Hey Ted—
The numbers you are describing make sense to me. I don't know much about PS Elements, but from a photoshop and colorimetry point of view it sounds like everything is working as it should.
Here's what's going on:
RGB and HSB numbers by themselves aren't enough to make any judgment about color or saturation. They are both device-dependent—you need to view those numbers as coordinates within a particular space. Without the space you can't make any generalization about a RGB or HSB triplet being 'pretty unsaturated'.
In your example you have an image that is in ProPhoto RGB—a huge space capable of colors so saturated they don't really exist. You also have RGB numbers that you are getting from your monitor via the screen color picker. The screen color picker should be showing you RGB values relative to your monitors space—a much smaller space that can't come close to the max saturation of ProPhotoRGB.
So if the screen color picker is showing you an RGB value of [255, 255, 0] that's going to be the most saturated yellow available in the screen's color space (Since I don't have your monitor profile, I'm going to assume your monitor acts like sRGB). It represents 100% saturation—the most saturated color your monitor can display. But the ProPhoto space can contain much more saturated yellows. In the Prophoto space this yellow might only represent 67% of the possible saturation. To get this same yellow in ProPhoto you would only need the RGB values [234, 251, 84]. It's the same color appearance, but it's well inside the boundary of the ProPhoto space.

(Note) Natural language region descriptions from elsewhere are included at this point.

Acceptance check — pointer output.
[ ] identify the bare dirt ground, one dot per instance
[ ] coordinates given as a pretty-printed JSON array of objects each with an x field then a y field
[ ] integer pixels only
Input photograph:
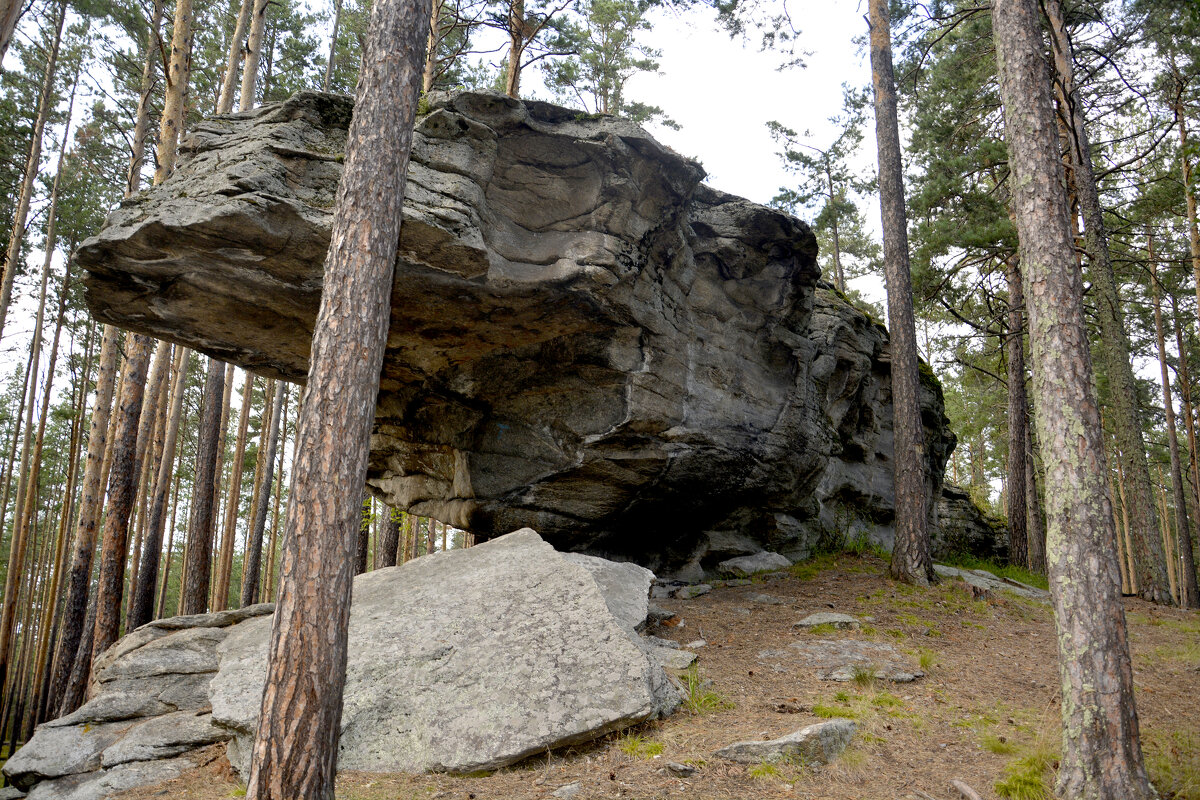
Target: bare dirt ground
[{"x": 987, "y": 707}]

If you only look at the numbers you might be led to believe that RGB [234, 251, 84] is less saturated than RGB [255, 255, 0], but once you interpret the numbers within the space you can see the ProPhotoRGB[234, 251, 84] and sRGB[255, 255, 0] represent the same color.
With this in mind everything else makes sense. Say you have an ProPhotoRGB file with that yellow value of [234, 251, 84]. To display it the computer looks at the numbers, converts them to your screen's profile space [255, 255, 0] (in our example) and sends them off. If you strip the profile, the system no longer knows how to interpret [234, 251, 84]—so it just sends the numbers off to the screen resulting in a much less saturated yellow. Because ScreenRGB[234, 251, 84] is less saturated than ScreenRGB[255, 255, 0].
This is also why the numbers change when you convert to sRGB—the numbers change in order to keep the appearance the same.